4. Quick query of BIT-MAP application

Similarly, we can also use Bit-map to make quick queries, in which case only one bit bit is required for a number, 0 means no, and 1 means there. Assuming that the above topic is changed, how to quickly determine that a number is sufficient to exist in the above 250 million sets of numbers.

As before, we first iterate over all the numbers and change the corresponding turn-state to 1. After the traversal is the query, because our bit-map take is continuous storage (integer array form, an array element corresponding to 32bits), we actually adopt a kind of idea of a barrel. An array element can store 32 status bits, which divides the number to be queried by 32, navigates to the corresponding array element (bucket), and then the remainder (%32), which can be positioned to the corresponding state bit. If 1, the number is present; otherwise, it does not exist.
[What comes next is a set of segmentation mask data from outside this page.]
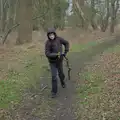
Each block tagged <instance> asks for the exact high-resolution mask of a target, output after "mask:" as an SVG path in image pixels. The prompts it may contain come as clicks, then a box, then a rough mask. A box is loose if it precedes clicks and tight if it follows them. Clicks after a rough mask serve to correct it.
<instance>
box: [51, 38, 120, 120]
mask: <svg viewBox="0 0 120 120" xmlns="http://www.w3.org/2000/svg"><path fill="white" fill-rule="evenodd" d="M118 43H119V39H118V38H116V39H115V40H110V41H106V42H104V43H101V44H99V45H97V46H95V47H92V48H91V49H89V50H86V51H82V52H75V53H71V54H70V56H69V59H70V63H71V65H72V77H71V81H67V88H66V89H62V88H61V87H59V90H60V95H59V97H58V98H57V101H58V103H57V106H56V109H55V111H54V112H53V115H52V116H53V117H52V118H50V119H49V120H75V117H74V113H73V111H72V110H73V109H72V105H74V102H75V84H74V82H75V81H76V80H78V79H80V78H79V75H78V73H79V72H80V71H81V69H83V68H84V66H85V64H86V62H88V61H91V60H92V59H93V58H94V57H95V56H96V55H98V54H101V53H103V52H104V50H105V49H108V48H110V47H112V46H114V45H117V44H118Z"/></svg>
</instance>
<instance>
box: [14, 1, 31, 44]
mask: <svg viewBox="0 0 120 120" xmlns="http://www.w3.org/2000/svg"><path fill="white" fill-rule="evenodd" d="M18 18H19V24H20V25H19V28H18V38H17V41H16V43H17V44H23V43H25V42H31V41H32V0H20V1H19V16H18Z"/></svg>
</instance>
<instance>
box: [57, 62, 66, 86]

5. bit-map extension--bloom Filter

Bloom Filter: A spatial efficient random data structure that uses a bit array to represent a collection very succinctly and to determine whether an element belongs to the set.

  The efficiency of Bloom filter is a cost: when judging whether an element belongs to a set, it is possible to mistake elements that do not belong to this set as belonging to this set (false positive), so Bloom filter is not suitable for those "0 error" applications, In applications where low error rates can be tolerated, the Bloom filter provides significant savings in storage space with minimal errors.
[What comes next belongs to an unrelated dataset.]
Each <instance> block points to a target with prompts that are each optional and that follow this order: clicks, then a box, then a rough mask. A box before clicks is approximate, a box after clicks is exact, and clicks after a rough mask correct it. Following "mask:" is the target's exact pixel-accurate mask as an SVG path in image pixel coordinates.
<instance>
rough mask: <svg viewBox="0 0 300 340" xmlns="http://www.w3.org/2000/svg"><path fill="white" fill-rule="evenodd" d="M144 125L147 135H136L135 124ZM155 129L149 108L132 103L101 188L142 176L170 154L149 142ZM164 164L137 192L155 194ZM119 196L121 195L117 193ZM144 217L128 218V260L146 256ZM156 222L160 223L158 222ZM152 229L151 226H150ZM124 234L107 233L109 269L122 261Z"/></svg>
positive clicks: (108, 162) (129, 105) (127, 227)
Collection Representations and element queries

Let's take a look at how Bloom filter uses bit arrays to represent collections. In the initial state, the Bloom filter is an array of bits with M bits, each of which is set to 0.

To express s={x1, X2,..., xn} A collection of n elements, Bloom filter uses K-independent hash functions (hash function), which map each element in the collection to the scope of {1,..., m}, respectively. For any one element x, the location of the I-hash function mapping Hi (x) is set to 1 (1≤i≤k). Note: If a position is set to 1 multiple times, only the first time will work, and the next few times will have no effect. In, k=3, and there are two hash functions selected in the same position (from the fifth digit to the left, i.e. the second "1").

When determining whether y belongs to this set, the K-hash function is applied to Y, and if all hi (y) positions are 1 (1≤i≤k), y is considered an element in the collection, otherwise it is assumed that y is not an element in the collection. The y1 is not an element in the collection (because Y1 has a point pointing to the "0" bit); Y2 either belongs to the collection or is just a false positive.

6. Summary

Using the idea of bit-map, we can compress the storage space, and we can quickly sort, de-weigh and query the numbers. Bloom Fliter is a kind of extension of Bit-map thought, it can make space compress greatly under the circumstance of allowing low error rate, and it is a data structure of exchanging error rate for space.

[Data Structure] Bit-map space compression and quick sort de-weight

Contact Us

The content source of this page is from Internet, which doesn't represent Alibaba Cloud's opinion; products and services mentioned on that page don't have any relationship with Alibaba Cloud. If the content of the page makes you feel confusing, please write us an email, we will handle the problem within 5 days after receiving your email.

If you find any instances of plagiarism from the community, please send an email to: info-contact@alibabacloud.com and provide relevant evidence. A staff member will contact you within 5 working days.

A Free Trial That Lets You Build Big!

Start building with 50+ products and up to 12 months usage for Elastic Compute Service

  • Sales Support

    1 on 1 presale consultation

  • After-Sales Support

    24/7 Technical Support 6 Free Tickets per Quarter Faster Response

  • Alibaba Cloud offers highly flexible support services tailored to meet your exact needs.